Correio de Carajás

Sem água há 4 dias, Marabá aguarda transformador do Piauí

Sem previsão de normalização, abastecimento depende da chegada e instalação do equipamento na ETA Nova Marabá

Homem barbudo de camisa azul com logo "GOV DO PARÁ" falando em microfone de rádio.
Felipe explica que falha no abastecimento foi provocada por problemas em um maquinário antigo/Foto: Jaqueline Reis
Por: Luciana Araújo
✏️ Atualizado em 27/03/2026 17h56

Moradores de Marabá enfrentam uma crise de abastecimento há quatro dias e seguem sem previsão exata para a normalização do serviço. Em entrevista concedida nesta sexta-feira (27), o gerente executivo de operações da Águas do Pará, Felipe Silveira, afirmou que o fornecimento deve começar a ser retomado após a chegada e instalação de um novo transformador. O equipamento já está a caminho do município, vindo de Teresina (PI), e a expectativa é que seja entregue ainda neste fim de semana, embora sem garantia de prazo.

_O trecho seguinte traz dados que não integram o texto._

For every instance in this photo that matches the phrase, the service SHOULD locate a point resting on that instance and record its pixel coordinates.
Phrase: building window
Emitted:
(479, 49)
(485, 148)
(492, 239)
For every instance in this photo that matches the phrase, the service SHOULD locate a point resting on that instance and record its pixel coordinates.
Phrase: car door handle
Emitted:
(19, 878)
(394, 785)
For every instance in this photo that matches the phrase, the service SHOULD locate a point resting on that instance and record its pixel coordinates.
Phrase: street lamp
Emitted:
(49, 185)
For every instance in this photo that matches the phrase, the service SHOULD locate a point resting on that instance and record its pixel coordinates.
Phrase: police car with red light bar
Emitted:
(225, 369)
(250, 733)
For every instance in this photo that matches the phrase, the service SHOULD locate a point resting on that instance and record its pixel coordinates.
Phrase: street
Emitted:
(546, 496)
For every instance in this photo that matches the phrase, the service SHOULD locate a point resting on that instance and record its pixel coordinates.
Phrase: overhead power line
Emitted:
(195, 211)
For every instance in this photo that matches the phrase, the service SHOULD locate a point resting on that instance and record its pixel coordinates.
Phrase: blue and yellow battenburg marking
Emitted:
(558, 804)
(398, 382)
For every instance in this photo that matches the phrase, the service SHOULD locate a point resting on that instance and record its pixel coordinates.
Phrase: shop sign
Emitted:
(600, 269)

Segundo Felipe, o transformador de aproximadamente seis toneladas será instalado na subestação de energia da Estação de Tratamento de Água (ETA) da Nova Marabá, responsável por alimentar as bombas que distribuem água para a cidade.

Durante a entrevista na Rádio Correio FM, o gerente explicou que a interrupção foi provocada por uma pane em um maquinário antigo, que voltou a falhar mesmo após passar por reparos recentes. “É um equipamento muito antigo, de uma tecnologia já descontinuada, que a gente pretende substituir por algo mais moderno”, disse, justificando que a dificuldade de encontrar peças de reposição no mercado brasileiro contribuiu para o prolongamento do problema.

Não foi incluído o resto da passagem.